Unity is often talked about in the body of Christ today. It is a kind of buzzword. But what do we really mean by it?

There are many opinions and ideas about unity but few concrete, Biblical examples considered. If we want to follow God’s heart for His people, we need to know what we’re talking about, and as importantly, what we’re not.

Jesus prayed in John 17 that believers would function with a spirit of unity. This prayer took place just before His betrayal and crucifixion. One of the last things Jesus modeled before the cross was a prayer for what He knew His people would become before His second coming.

This has far reaching implications. The body of Jesus Christ is meant to esteem each part and receive the special anointing each part brings to the whole.

This does not mean we are to merge all our ministries and become one organization. This is not the testimony of Scripture or what the Spirit is saying.

The children of Israel were divided into 12 distinct tribes. Each possessing their calling, culture and mandated purpose in God. They were committed to that “local” calling while at the same time maintaining a vision and sense of responsibility for the whole “calling” of Israel.

In Nehemiah 3 each tribe works faithfully to rebuild their portion of the broken down walls of Jerusalem. They did so side by side (with clear coordination) with the other tribes. Each faithful to their calling, yet in unity with the others to fulfill a task much bigger than anything they could do separately.

This is what the Spirit is highlighting today, specifically in the area of pursuing the literal fulfillment of the Great Commission.
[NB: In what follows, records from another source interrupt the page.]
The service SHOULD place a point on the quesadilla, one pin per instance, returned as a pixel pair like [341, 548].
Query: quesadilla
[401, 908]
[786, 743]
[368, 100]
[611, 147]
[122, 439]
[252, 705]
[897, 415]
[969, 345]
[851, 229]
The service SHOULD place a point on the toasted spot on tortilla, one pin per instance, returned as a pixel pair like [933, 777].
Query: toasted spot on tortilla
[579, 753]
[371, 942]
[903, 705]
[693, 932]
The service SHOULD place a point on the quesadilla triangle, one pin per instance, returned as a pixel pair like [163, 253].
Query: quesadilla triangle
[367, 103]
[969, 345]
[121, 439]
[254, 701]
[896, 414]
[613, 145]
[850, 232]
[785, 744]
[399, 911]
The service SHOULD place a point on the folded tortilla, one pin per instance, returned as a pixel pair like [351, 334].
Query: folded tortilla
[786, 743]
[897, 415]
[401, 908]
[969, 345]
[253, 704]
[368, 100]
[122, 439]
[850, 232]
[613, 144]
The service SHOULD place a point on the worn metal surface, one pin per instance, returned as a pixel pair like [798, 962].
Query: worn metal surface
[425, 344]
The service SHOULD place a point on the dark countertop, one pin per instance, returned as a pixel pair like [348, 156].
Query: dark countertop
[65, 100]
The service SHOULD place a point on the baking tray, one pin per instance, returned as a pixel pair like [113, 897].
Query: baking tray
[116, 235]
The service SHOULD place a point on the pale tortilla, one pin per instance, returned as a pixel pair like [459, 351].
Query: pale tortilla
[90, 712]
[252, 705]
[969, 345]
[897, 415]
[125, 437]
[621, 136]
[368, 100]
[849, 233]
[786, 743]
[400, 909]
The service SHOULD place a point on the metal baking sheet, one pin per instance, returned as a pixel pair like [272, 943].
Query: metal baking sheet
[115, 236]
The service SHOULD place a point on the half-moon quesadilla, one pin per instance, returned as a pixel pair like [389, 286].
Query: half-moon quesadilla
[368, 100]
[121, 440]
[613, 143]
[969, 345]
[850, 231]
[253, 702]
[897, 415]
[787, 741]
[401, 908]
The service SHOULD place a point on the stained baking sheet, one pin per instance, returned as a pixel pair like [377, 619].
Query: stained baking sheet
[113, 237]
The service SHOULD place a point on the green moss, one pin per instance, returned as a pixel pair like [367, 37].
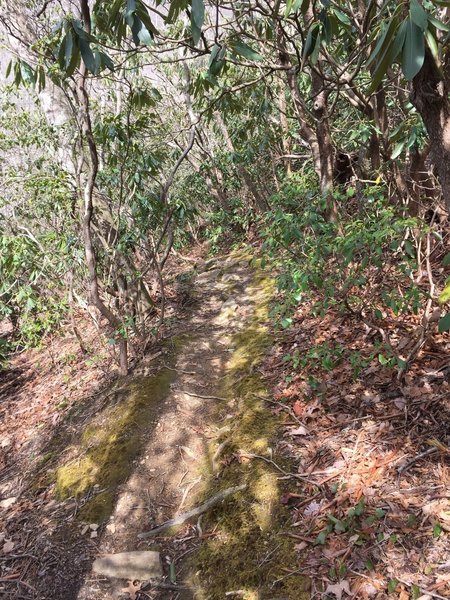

Local churches and campus ministries have a local mandate to serve their communities. This is right. In addition, we each possess a global mandate to educate, inspire and activate our fellowships toward fulfilling specific roles in serving the Great Commission.

Every believer has a role in the Great Commission! None of us are exempt simply because we do not see ourselves as a “missionary.” Our calling as local ministries is to infuse vision, information and opportunities into our fellowships to grow in spiritual understanding of the Great Commission in all its facets. Each believer can then connect with their individual role.

For the body to function as God intended, each believer and ministry needs to be properly joined together. We are far from the fulfillment of this prophetic prayer of Jesus.

We are divided into different camps that come together around various truths of the gospel. We pick the “truth” we gravitate towards and find a fellowship that focuses on this. We “choose” which parts of the gospel we accept and which we reject.

As a result we’ve emphasized certain Scriptural focal points while thoroughly missing other crucial truths and elements. We need to be people of the “whole Word.” Overemphasis in one area reveals a failure to give correct attention to others.

Most of our fellowships are imbalanced. There are “prayer-oriented churches;” “teaching-oriented churches;” “mission-oriented churches” and so on.

This has been a factor in our ongoing spiritual immaturity as the body of Christ. Jesus calls us to embrace the “whole body” and the “whole Word” instead of having entire fellowships made up of “feet” or “arms” which only focus on a specific “pet truth.”

Our churches and ministries need to be representative of the whole body of gifts, strengths, and gospel focuses. Highlighting a local calling while keeping the remaining unreached and unengaged firmly before the people. This is where unity and balance will be restored in our midst.